One of the cornerstones of the Social Web is informal user-generated metadata (or tags) for annotating web objects like pages, images, and videos. However, many real-world domains are currently left out of the social tagging phenomenon due to the lack of a wide-scale tagging-savvy audience -- domains like the personal desktop, enterprise intranets, and digital libraries. Hence in this paper, we propose a lightweight interactive tagging framework for providing high-quality tag suggestions for the vast majority of untagged content. One of the salient features of the proposed framework is its incorporation of user feedback for iteratively refining tag suggestions. Concretely, we describe and evaluate three feedback models -- Tag-Based, Term-Based, and Tag Co-location.
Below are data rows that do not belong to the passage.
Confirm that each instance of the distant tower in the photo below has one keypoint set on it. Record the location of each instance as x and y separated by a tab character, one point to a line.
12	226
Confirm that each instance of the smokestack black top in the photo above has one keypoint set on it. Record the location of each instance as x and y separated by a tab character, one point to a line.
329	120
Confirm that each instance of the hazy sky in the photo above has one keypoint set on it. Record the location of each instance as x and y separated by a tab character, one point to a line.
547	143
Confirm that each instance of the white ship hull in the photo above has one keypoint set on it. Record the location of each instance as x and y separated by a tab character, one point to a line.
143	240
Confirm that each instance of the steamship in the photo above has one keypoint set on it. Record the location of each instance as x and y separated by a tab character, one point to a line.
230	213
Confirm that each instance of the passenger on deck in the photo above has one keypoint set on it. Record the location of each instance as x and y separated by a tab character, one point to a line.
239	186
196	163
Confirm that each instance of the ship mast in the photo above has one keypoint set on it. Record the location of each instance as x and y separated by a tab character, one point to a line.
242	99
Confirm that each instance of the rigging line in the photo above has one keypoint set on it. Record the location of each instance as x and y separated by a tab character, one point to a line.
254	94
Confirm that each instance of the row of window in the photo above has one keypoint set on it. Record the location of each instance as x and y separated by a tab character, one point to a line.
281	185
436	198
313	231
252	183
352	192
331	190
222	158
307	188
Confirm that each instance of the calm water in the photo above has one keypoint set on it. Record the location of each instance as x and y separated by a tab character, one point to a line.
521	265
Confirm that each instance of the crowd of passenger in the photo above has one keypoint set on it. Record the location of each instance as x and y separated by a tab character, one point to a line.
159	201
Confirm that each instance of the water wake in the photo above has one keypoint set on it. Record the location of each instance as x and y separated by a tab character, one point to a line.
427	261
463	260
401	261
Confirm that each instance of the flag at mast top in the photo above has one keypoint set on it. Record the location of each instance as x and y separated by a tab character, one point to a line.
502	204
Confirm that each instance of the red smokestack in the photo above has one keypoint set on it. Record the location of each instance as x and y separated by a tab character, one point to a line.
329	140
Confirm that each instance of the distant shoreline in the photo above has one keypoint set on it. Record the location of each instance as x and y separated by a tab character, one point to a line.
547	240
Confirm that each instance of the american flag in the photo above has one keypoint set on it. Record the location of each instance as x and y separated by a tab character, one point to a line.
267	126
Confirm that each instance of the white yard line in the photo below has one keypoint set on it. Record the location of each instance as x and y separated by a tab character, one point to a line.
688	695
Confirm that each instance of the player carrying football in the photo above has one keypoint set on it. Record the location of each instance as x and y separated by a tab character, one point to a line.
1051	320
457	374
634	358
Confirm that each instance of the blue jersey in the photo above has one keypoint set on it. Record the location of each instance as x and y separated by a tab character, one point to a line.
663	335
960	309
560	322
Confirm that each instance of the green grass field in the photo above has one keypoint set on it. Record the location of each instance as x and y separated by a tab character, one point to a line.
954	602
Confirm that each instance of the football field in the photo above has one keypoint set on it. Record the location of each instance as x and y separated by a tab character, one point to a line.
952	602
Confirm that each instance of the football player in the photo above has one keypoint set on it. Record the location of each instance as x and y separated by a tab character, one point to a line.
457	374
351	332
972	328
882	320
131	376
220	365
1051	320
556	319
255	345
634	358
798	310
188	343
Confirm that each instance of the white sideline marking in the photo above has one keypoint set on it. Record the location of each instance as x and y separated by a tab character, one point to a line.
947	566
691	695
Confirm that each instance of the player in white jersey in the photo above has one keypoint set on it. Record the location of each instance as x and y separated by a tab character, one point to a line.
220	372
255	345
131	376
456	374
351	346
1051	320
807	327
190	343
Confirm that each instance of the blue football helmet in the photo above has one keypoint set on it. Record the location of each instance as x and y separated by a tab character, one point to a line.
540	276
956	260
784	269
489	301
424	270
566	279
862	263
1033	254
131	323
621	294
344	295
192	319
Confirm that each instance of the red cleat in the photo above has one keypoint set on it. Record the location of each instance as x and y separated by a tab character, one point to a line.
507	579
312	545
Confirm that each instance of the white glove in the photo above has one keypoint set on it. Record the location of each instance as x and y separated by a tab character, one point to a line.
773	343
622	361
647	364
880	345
Through extensive user evaluation and testing, we find that feedback can significantly improve tag quality with minimal user involvement.
机译:社交Web的一个基石是非正式的用户生成的元数据(或标签),用于注释页面,图像和视频等网页对象。然而,由于缺乏私人桌面,企业内联网和数字图书馆,许多现实世界域目前遗漏了社交标记现象。因此,在本文中,我们提出了一种轻量级的交互标记框架,用于为绝大多数未标记的内容提供高质量的标签建议。建议框架的一个突出特征是其对用户反馈的反馈,以便迭代炼制标签建议。具体地,我们描述并评估了三种反馈模型 - 基于标签,基于术语和标签共同位置。通过广泛的用户评估和测试,我们发现反馈可以通过最小的用户参与来显着提高标签质量。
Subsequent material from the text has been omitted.